Urban Field Notes: Five Parking Garages — an Urbanist's Reluctant CrushMay 2, 2011
Urban designers, as a rule, are not big fans of the automobile. I think it’s fair to say that rage at the depredations of cars and their accessories ranks up there with love for volumetric enclosure and street trees among the discipline’s articles of faith. But of course, violating articles of faith is one of life’s great pleasures. To that end, here
are some of my favorite parking garages. In the 1950s, accommodating cars in the
city was considered a pressing challenge — a means of saving the city from suburbanization. That idea — analogous in its way to the pressing challenge of reclaiming the city from cars today — drew some of the best and brightest designers and engineers, who built garages that were optimistic, ambitious and formally bold, if not exactly friendly. Modernist garages have no interest in hiding away or apologizing: they are sculptural monuments to the future.
Later garages were guilty affairs, as urban designers wisely encouraged them to “blend in” or “minimize their impacts” on surrounding urban fabrics. Garages became a necessary evil, far superior to surface parking in terms of both urban form and efficiency, and pricing could be managed to serve planning goals: Shopping? Okay, three hours is a bargain. Commuting?
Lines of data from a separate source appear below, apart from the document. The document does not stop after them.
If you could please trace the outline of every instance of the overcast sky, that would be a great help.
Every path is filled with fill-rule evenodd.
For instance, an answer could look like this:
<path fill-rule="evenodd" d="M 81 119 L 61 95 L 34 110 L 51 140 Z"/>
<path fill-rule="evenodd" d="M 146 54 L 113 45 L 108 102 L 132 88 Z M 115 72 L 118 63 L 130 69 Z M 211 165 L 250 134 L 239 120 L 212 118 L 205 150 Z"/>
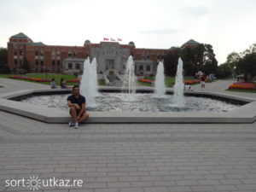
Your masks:
<path fill-rule="evenodd" d="M 255 0 L 0 0 L 0 47 L 20 32 L 49 45 L 86 39 L 169 49 L 189 39 L 213 46 L 218 64 L 256 43 Z"/>

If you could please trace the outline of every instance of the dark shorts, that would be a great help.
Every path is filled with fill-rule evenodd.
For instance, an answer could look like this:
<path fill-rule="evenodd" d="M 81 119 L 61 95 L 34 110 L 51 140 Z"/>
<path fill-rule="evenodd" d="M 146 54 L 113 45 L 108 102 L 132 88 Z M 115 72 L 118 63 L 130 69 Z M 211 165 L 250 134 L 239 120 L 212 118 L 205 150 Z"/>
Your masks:
<path fill-rule="evenodd" d="M 79 114 L 81 109 L 76 109 L 76 112 L 77 112 L 77 115 Z M 71 114 L 71 110 L 69 110 L 69 113 Z M 85 111 L 83 112 L 82 115 L 84 115 L 85 113 Z"/>

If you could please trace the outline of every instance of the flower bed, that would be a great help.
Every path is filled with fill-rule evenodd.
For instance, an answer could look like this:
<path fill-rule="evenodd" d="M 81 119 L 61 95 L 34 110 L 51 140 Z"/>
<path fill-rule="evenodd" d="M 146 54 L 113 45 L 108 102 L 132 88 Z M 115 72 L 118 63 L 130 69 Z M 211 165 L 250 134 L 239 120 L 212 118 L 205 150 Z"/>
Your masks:
<path fill-rule="evenodd" d="M 143 82 L 143 83 L 147 83 L 147 84 L 153 84 L 154 83 L 154 80 L 149 80 L 149 79 L 138 79 L 139 81 L 141 82 Z"/>
<path fill-rule="evenodd" d="M 200 80 L 195 79 L 195 80 L 185 80 L 183 81 L 184 84 L 197 84 L 200 83 Z M 175 84 L 175 82 L 172 82 L 173 84 Z"/>
<path fill-rule="evenodd" d="M 69 79 L 69 80 L 67 80 L 67 83 L 78 83 L 78 82 L 80 81 L 80 80 L 81 80 L 81 79 L 79 78 L 79 79 Z"/>
<path fill-rule="evenodd" d="M 256 90 L 253 83 L 236 82 L 229 86 L 229 90 Z"/>
<path fill-rule="evenodd" d="M 24 77 L 24 76 L 9 76 L 10 79 L 25 79 L 30 81 L 36 81 L 36 82 L 50 82 L 49 79 L 41 79 L 41 78 L 32 78 L 32 77 Z"/>
<path fill-rule="evenodd" d="M 185 84 L 197 84 L 197 83 L 200 83 L 200 80 L 199 79 L 195 79 L 195 80 L 185 80 L 183 81 L 183 83 Z"/>

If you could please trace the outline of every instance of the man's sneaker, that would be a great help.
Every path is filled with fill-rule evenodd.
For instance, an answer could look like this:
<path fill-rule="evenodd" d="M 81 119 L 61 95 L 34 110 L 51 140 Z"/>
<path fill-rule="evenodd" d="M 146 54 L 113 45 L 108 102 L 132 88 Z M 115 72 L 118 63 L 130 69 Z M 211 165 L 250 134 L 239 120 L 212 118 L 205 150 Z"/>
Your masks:
<path fill-rule="evenodd" d="M 75 122 L 69 122 L 68 125 L 71 126 L 74 126 L 75 125 Z"/>

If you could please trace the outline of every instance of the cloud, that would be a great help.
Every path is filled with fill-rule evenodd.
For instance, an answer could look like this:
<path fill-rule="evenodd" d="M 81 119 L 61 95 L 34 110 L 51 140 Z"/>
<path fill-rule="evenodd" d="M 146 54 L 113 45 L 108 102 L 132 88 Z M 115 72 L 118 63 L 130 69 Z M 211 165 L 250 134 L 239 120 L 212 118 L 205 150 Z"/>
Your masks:
<path fill-rule="evenodd" d="M 184 8 L 184 14 L 193 17 L 202 17 L 207 15 L 208 13 L 208 8 L 203 6 Z"/>
<path fill-rule="evenodd" d="M 173 34 L 178 32 L 178 29 L 168 29 L 168 28 L 162 28 L 162 29 L 149 29 L 145 31 L 139 32 L 142 34 L 161 34 L 161 35 L 167 35 L 167 34 Z"/>

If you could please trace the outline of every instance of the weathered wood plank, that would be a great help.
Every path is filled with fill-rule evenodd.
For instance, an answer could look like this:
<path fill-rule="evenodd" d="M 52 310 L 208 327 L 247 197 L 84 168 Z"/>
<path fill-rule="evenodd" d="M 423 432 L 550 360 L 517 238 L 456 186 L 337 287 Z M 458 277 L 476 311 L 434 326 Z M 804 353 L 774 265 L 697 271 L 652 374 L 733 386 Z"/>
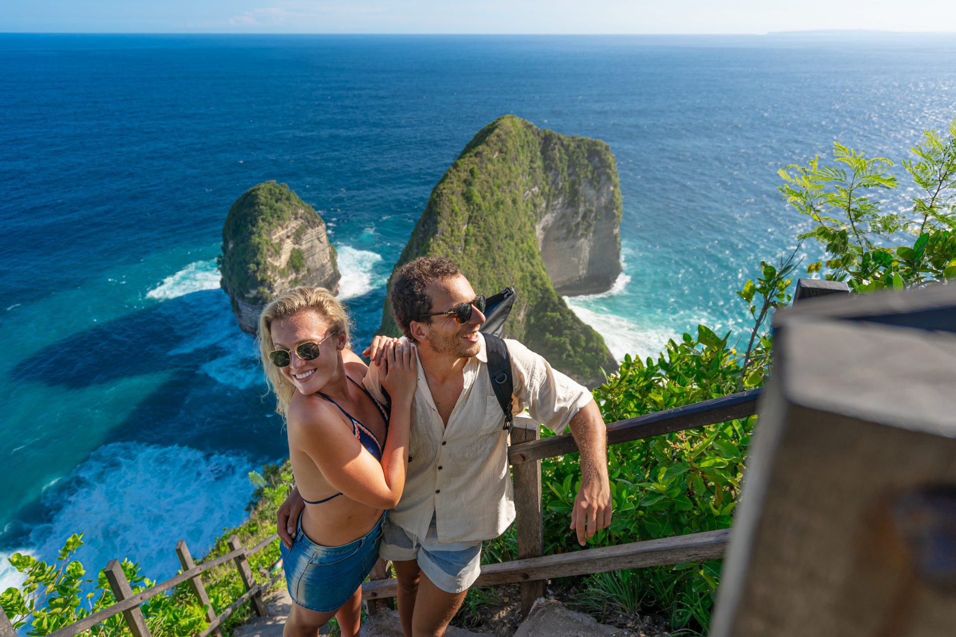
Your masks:
<path fill-rule="evenodd" d="M 228 620 L 229 616 L 232 615 L 232 613 L 234 613 L 239 608 L 239 606 L 249 602 L 250 599 L 252 599 L 255 595 L 260 595 L 260 596 L 262 595 L 262 588 L 259 586 L 259 584 L 255 584 L 254 586 L 250 588 L 248 591 L 246 591 L 246 593 L 242 597 L 240 597 L 231 605 L 229 605 L 228 608 L 221 612 L 211 622 L 209 622 L 209 626 L 206 628 L 206 630 L 199 633 L 199 637 L 208 637 L 208 635 L 210 635 L 212 632 L 218 631 L 219 626 L 222 626 L 223 622 Z"/>
<path fill-rule="evenodd" d="M 106 568 L 103 569 L 103 575 L 106 576 L 106 581 L 110 584 L 110 590 L 113 591 L 118 600 L 121 602 L 133 597 L 133 589 L 130 588 L 129 581 L 126 580 L 126 574 L 123 572 L 122 565 L 118 560 L 110 560 L 110 563 L 106 564 Z M 129 626 L 133 637 L 150 637 L 149 628 L 146 627 L 146 619 L 142 616 L 142 611 L 140 610 L 139 604 L 132 608 L 122 611 L 122 616 L 126 620 L 126 626 Z"/>
<path fill-rule="evenodd" d="M 176 556 L 179 558 L 184 571 L 196 567 L 196 563 L 192 561 L 192 554 L 189 552 L 189 547 L 186 546 L 185 540 L 180 540 L 176 542 Z M 190 590 L 192 590 L 192 594 L 199 600 L 199 603 L 206 606 L 206 618 L 210 622 L 216 619 L 216 611 L 212 609 L 212 603 L 209 602 L 209 596 L 206 593 L 202 575 L 189 578 L 186 580 L 186 584 L 189 585 Z M 217 637 L 222 637 L 223 633 L 217 629 L 215 630 L 215 634 Z"/>
<path fill-rule="evenodd" d="M 134 606 L 137 606 L 141 602 L 144 602 L 151 597 L 155 597 L 156 595 L 159 595 L 162 592 L 169 590 L 170 588 L 172 588 L 177 584 L 183 584 L 191 577 L 195 577 L 200 573 L 206 572 L 210 568 L 213 568 L 215 566 L 218 566 L 219 564 L 225 563 L 229 560 L 234 559 L 237 555 L 240 555 L 243 552 L 245 552 L 245 550 L 246 549 L 240 549 L 238 551 L 230 551 L 226 555 L 219 556 L 215 560 L 209 560 L 208 562 L 203 563 L 202 564 L 196 566 L 195 568 L 190 568 L 189 570 L 180 573 L 175 577 L 169 578 L 165 582 L 161 582 L 155 586 L 147 588 L 146 590 L 143 590 L 140 593 L 137 593 L 133 597 L 125 599 L 121 602 L 117 602 L 113 605 L 107 608 L 103 608 L 99 612 L 94 613 L 89 617 L 81 619 L 78 622 L 64 626 L 59 630 L 56 630 L 55 632 L 52 632 L 47 637 L 74 637 L 75 635 L 78 635 L 84 630 L 92 628 L 96 625 L 99 624 L 104 620 L 109 619 L 110 617 L 113 617 L 114 615 L 119 615 L 120 612 L 128 610 L 129 608 L 132 608 Z"/>
<path fill-rule="evenodd" d="M 538 440 L 541 430 L 531 418 L 515 418 L 511 429 L 511 443 Z M 511 468 L 514 477 L 515 531 L 518 559 L 544 555 L 544 521 L 541 502 L 541 460 L 522 462 Z M 528 616 L 534 600 L 544 597 L 545 580 L 521 583 L 521 617 Z"/>
<path fill-rule="evenodd" d="M 13 625 L 10 623 L 2 606 L 0 606 L 0 637 L 16 637 L 16 630 L 13 629 Z"/>
<path fill-rule="evenodd" d="M 793 292 L 793 303 L 829 296 L 830 294 L 850 293 L 850 287 L 842 281 L 827 281 L 826 279 L 797 279 L 796 291 Z"/>
<path fill-rule="evenodd" d="M 730 530 L 707 531 L 689 535 L 647 540 L 617 546 L 601 546 L 541 558 L 514 560 L 482 566 L 474 585 L 514 584 L 555 577 L 603 573 L 627 568 L 643 568 L 682 562 L 700 562 L 724 557 Z M 396 580 L 366 582 L 363 597 L 394 597 Z"/>
<path fill-rule="evenodd" d="M 954 633 L 956 287 L 935 287 L 777 316 L 713 637 Z"/>
<path fill-rule="evenodd" d="M 619 420 L 607 426 L 607 443 L 620 444 L 735 418 L 746 418 L 757 413 L 757 399 L 760 397 L 760 389 L 749 390 L 693 405 Z M 576 451 L 577 445 L 575 444 L 571 434 L 564 434 L 512 445 L 508 450 L 508 459 L 511 464 L 518 464 Z"/>
<path fill-rule="evenodd" d="M 249 566 L 249 561 L 246 559 L 246 551 L 243 549 L 242 542 L 239 541 L 238 536 L 232 536 L 229 538 L 228 541 L 229 548 L 233 551 L 241 551 L 241 555 L 235 557 L 236 569 L 239 571 L 239 577 L 242 579 L 242 583 L 246 585 L 246 590 L 252 592 L 253 588 L 258 588 L 255 584 L 255 579 L 252 577 L 252 569 Z M 269 613 L 266 611 L 266 604 L 262 601 L 262 592 L 256 590 L 255 593 L 250 596 L 252 600 L 252 610 L 259 617 L 265 617 Z"/>
<path fill-rule="evenodd" d="M 379 558 L 379 561 L 375 563 L 375 566 L 372 566 L 372 572 L 368 574 L 368 579 L 371 582 L 387 580 L 391 576 L 388 568 L 390 563 L 391 562 Z M 377 615 L 380 610 L 392 609 L 387 600 L 362 600 L 362 604 L 365 605 L 366 615 Z"/>

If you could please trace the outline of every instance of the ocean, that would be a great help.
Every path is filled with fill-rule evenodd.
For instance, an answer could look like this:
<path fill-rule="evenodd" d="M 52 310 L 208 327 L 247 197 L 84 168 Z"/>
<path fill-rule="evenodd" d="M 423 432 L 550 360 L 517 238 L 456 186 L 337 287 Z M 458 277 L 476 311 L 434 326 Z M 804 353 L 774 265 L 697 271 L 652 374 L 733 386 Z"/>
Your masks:
<path fill-rule="evenodd" d="M 926 35 L 2 34 L 0 69 L 0 558 L 83 532 L 88 572 L 128 557 L 157 580 L 288 453 L 216 271 L 252 185 L 325 219 L 361 346 L 478 130 L 513 113 L 601 138 L 624 271 L 567 301 L 646 356 L 698 323 L 749 329 L 733 290 L 807 228 L 779 168 L 835 139 L 899 162 L 956 116 L 956 38 Z"/>

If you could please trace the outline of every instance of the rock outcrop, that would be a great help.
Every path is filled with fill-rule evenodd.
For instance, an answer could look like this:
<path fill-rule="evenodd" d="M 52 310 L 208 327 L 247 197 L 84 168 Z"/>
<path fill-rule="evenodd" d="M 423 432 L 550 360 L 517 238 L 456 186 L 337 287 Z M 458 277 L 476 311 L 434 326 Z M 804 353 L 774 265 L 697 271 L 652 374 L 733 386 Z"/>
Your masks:
<path fill-rule="evenodd" d="M 561 294 L 611 287 L 620 273 L 620 210 L 607 144 L 504 116 L 439 180 L 396 268 L 419 256 L 447 256 L 478 292 L 513 286 L 504 335 L 595 386 L 617 361 Z M 380 331 L 399 331 L 387 295 Z"/>
<path fill-rule="evenodd" d="M 229 208 L 219 269 L 239 327 L 251 334 L 262 307 L 276 292 L 301 284 L 336 293 L 341 278 L 325 222 L 275 181 L 250 188 Z"/>

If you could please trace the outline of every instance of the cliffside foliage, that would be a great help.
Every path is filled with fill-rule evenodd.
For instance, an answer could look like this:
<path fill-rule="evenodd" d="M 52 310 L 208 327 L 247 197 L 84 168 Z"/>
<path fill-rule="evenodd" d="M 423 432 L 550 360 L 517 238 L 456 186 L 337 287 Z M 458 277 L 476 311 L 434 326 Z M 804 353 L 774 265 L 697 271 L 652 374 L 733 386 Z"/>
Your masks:
<path fill-rule="evenodd" d="M 617 362 L 600 334 L 554 291 L 534 229 L 539 213 L 561 198 L 579 206 L 569 232 L 594 223 L 596 211 L 582 203 L 581 177 L 597 180 L 608 172 L 619 199 L 607 144 L 541 130 L 514 116 L 499 117 L 474 137 L 432 190 L 396 268 L 420 256 L 447 256 L 479 293 L 513 286 L 517 301 L 505 334 L 562 372 L 597 384 L 602 370 L 614 370 Z M 400 333 L 387 295 L 380 331 Z"/>
<path fill-rule="evenodd" d="M 229 208 L 223 225 L 223 253 L 219 270 L 223 283 L 235 294 L 250 290 L 252 304 L 265 303 L 272 293 L 270 281 L 276 274 L 286 277 L 305 268 L 305 255 L 293 249 L 287 263 L 276 267 L 270 259 L 276 259 L 282 246 L 272 240 L 272 234 L 295 215 L 305 223 L 296 230 L 301 239 L 306 227 L 322 223 L 315 208 L 303 202 L 285 183 L 265 181 L 252 186 Z"/>
<path fill-rule="evenodd" d="M 866 159 L 837 143 L 834 166 L 821 165 L 817 158 L 781 171 L 784 199 L 813 220 L 798 241 L 818 241 L 832 257 L 810 264 L 809 273 L 844 280 L 857 293 L 956 279 L 956 120 L 946 135 L 925 132 L 912 152 L 917 159 L 903 166 L 917 194 L 903 211 L 884 212 L 885 202 L 876 197 L 898 187 L 885 173 L 889 159 Z M 739 349 L 728 343 L 729 332 L 717 334 L 702 325 L 696 334 L 669 341 L 656 358 L 626 356 L 618 372 L 594 391 L 605 421 L 762 386 L 771 363 L 767 322 L 774 308 L 792 301 L 797 250 L 776 265 L 761 261 L 756 276 L 737 290 L 753 319 Z M 751 416 L 611 447 L 614 520 L 592 545 L 729 527 L 756 423 Z M 545 554 L 579 550 L 567 528 L 579 487 L 576 455 L 543 460 L 542 473 Z M 513 533 L 486 551 L 489 562 L 515 558 Z M 663 612 L 673 627 L 706 634 L 720 568 L 721 561 L 714 560 L 599 573 L 576 583 L 578 600 L 598 615 Z"/>
<path fill-rule="evenodd" d="M 250 546 L 275 532 L 275 512 L 286 498 L 287 484 L 292 482 L 292 472 L 288 466 L 267 465 L 263 475 L 253 473 L 250 478 L 257 489 L 250 503 L 249 520 L 226 531 L 216 540 L 212 550 L 203 560 L 196 561 L 197 564 L 228 553 L 227 542 L 233 534 L 239 536 L 244 545 Z M 80 562 L 73 559 L 76 549 L 82 544 L 83 535 L 74 534 L 66 540 L 63 549 L 52 563 L 38 562 L 29 555 L 19 553 L 10 558 L 11 564 L 25 576 L 20 586 L 11 586 L 0 593 L 0 605 L 14 628 L 27 626 L 27 635 L 42 637 L 116 603 L 116 597 L 102 571 L 89 573 Z M 276 541 L 250 556 L 253 577 L 259 584 L 267 582 L 262 573 L 268 572 L 279 559 L 278 546 Z M 170 553 L 173 548 L 169 547 Z M 139 593 L 157 584 L 141 572 L 138 563 L 124 559 L 122 569 L 133 593 Z M 246 592 L 231 562 L 205 572 L 203 584 L 217 615 Z M 140 608 L 146 626 L 155 637 L 190 637 L 208 626 L 205 606 L 199 605 L 185 584 L 174 587 L 167 594 L 156 595 Z M 230 633 L 250 613 L 249 605 L 244 605 L 222 625 L 223 629 L 227 634 Z M 121 614 L 80 634 L 99 637 L 132 635 Z"/>

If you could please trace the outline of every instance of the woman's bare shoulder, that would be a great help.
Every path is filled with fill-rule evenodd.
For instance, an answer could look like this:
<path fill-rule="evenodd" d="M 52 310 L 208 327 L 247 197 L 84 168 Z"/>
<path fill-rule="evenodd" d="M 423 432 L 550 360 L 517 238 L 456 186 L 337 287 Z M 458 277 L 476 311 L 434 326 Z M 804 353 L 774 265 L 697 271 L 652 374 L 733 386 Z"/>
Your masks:
<path fill-rule="evenodd" d="M 289 401 L 286 420 L 291 434 L 299 431 L 330 431 L 341 427 L 344 417 L 336 406 L 317 394 L 298 392 Z"/>

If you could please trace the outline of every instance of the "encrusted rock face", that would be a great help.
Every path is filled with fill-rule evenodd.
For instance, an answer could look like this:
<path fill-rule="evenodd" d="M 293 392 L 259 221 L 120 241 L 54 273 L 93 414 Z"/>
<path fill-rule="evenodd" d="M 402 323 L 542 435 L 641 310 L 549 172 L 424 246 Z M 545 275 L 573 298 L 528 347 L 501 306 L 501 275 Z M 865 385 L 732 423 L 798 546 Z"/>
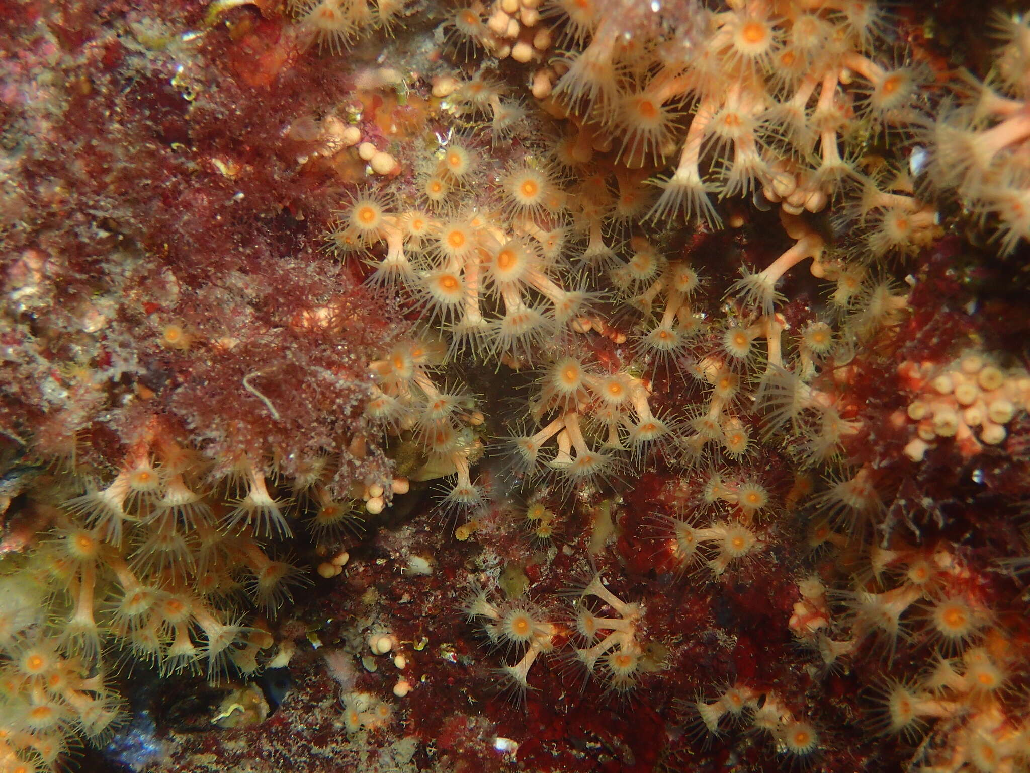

This may sting a little.
More recently, the pendulum has swung back toward more formal ambition, but (one
hopes) with the lessons of context and human scale still internalized. If we’re going to build housing for cars, let’s first do no harm. Then, strive to make things of beauty.
City Center Garage at O’Farrell and Mason. A MACHINE FOR PARKING IN,
designed by George Applegarth in 1954, set the standard for urban parking and was widely praised.
Polk and Bush. This 1990s wallflower by Gordon Chong is among the best of the unobtrusive school, though design snobs will scoff at its mimicry of surrounding
buildings. It is solidly built and gets the urbanism right: Polk Street retail is carried
right through the ground floor with an assist from the topography. Vehicle access is discreetly tucked away.
Mission Bay Block 27. One of the most exciting façades on any local building in
recent decades belongs to this 2009 garage by WRNS Architects. A return to the sculptural ambitions of the 20th century, with a modicum of sensitivity to the area’s emerging fabric. Not everything works, but the signature move is stunning.
Oakland’s Alcopark (Alameda County Parking Garage). This garage is nine circular levels of midcentury bombast (also probably by Applegarth) near the county
courthouse, crowned (of course) by a heliport!
Fourth and San Fernando streets in downtown San Jose. This early 21st century garage really nails the urbanism, but in a slightly less hokey architectural idiom. Generous ground-floor retail and well-placed pedestrian access through glass elevators and sculptural stairs reflect a lot of attention to urban design.